My helpers – ages 4 and 7, the children of a friend – had no problem forming the sticky clusters – and sampling them along the way. Their popcorn balls were decidedly smaller than mine, however – bite-sized confections compared to my baseball-sized variety.
But they were super-easy to make, like Rice Krispie’s treats but a little more hands-on.
Classic Caramel Apples
Adapted from allrecipes.com
Wooden craft sticks
1 (14-ounce) package individually-wrapped caramels, unwrapped
2 tablespoons milk (Water or evaporated milk can be substituted)
1/2 teaspoon vanilla extract
Remove the stem from each apple and press a craft stick into the top or stem end. Butter a baking sheet. Place caramels, milk and vanilla extract in a stainless steel mixing bowl. Set the bowl over a pot of water on the stovetop, and bring it to a boil, stirring occasionally. (Or, place the caramels, milk and vanilla extract in a microwave-safe container and melt them in the microwave.) Once the mixture is thoroughly melted and combined, remove it from heat. Roll each apple quickly around the edges of the bowl until well coated. Use a butter knife to trim excess caramel from the bottom of the apple. Place on prepared baking sheet and refrigerate to set.
For S’mores Caramel Apples, combine 1 ½ cups of miniature marshmallows and 1 ½ cups crushed graham crackers and spread on a baking sheet. Roll the coated apples in the mixture until evenly decorated. Place 1 cup semi-sweet or milk chocolate chips in a microwave-safe bowl. Melt in the microwave for 30-second intervals, stirring between each, until melted and smooth. Drizzle over the apples. Refrigerate apples until ready to serve.
For Rocky Road, combine 1 ½ cups of miniature marshmallows and 1 ½ cups chopped, toasted pecans and spread on a baking sheet. Follow steps listed above, including the chocolate drizzle.
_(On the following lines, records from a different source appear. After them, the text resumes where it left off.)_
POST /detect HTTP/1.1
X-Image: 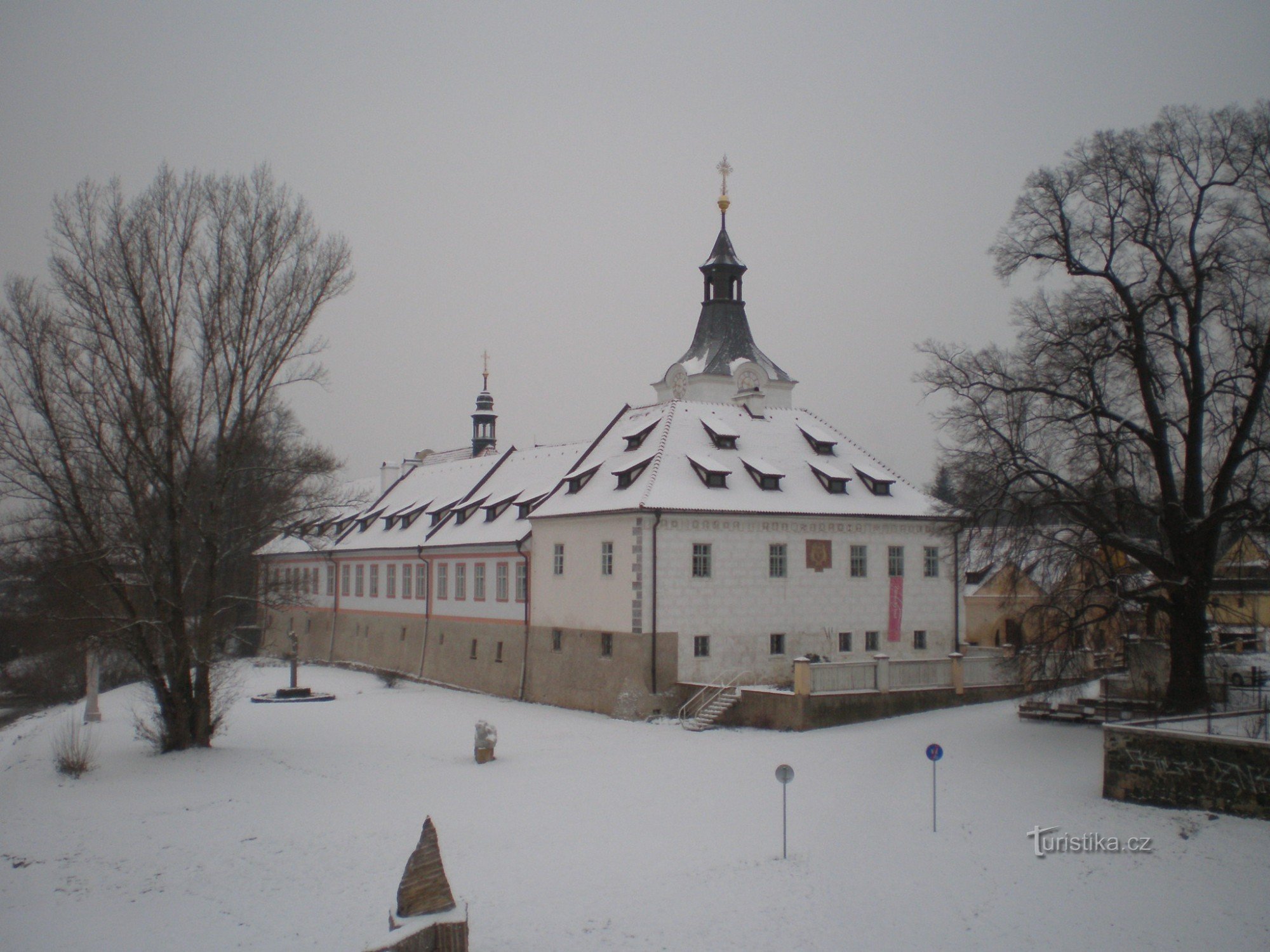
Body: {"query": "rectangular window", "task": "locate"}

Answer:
[851,546,869,579]
[767,542,789,579]
[692,542,710,579]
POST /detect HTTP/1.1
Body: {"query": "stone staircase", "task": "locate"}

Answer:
[683,688,740,731]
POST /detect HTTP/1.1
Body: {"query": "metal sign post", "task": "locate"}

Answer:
[776,764,794,859]
[926,744,944,833]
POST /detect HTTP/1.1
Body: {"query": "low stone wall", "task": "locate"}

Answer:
[1102,712,1270,820]
[367,916,467,952]
[683,684,1024,731]
[260,607,678,718]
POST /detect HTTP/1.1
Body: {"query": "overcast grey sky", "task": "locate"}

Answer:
[0,0,1270,484]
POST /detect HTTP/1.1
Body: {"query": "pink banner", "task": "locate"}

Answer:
[886,575,904,641]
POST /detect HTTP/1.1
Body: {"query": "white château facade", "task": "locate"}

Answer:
[259,187,958,716]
Note: Be careful not to use too much milk. It can cause the caramel to become too runny and slide into a pool on the baking sheet at the base of the apple – along with any decorations you’ve added.
Adapted from allrecipes.com
3 cups miniature marshmallows
1/4 cup butter
8 cups freshly popped popcorn
Place marshmallows and butter in a large pot over medium-low heat, and melt them together, stirring often. Cook until blended and smooth, about 5 minutes, and remove from heat. Stir in the popcorn. With greased hands, shape the mixture into 3-inch balls.
For Rocky Road Popcorn Balls, stir peanuts into the popcorn and marshmallow mixture, thoroughly coating. Stir in chocolate chips and do the same. Then, form into balls.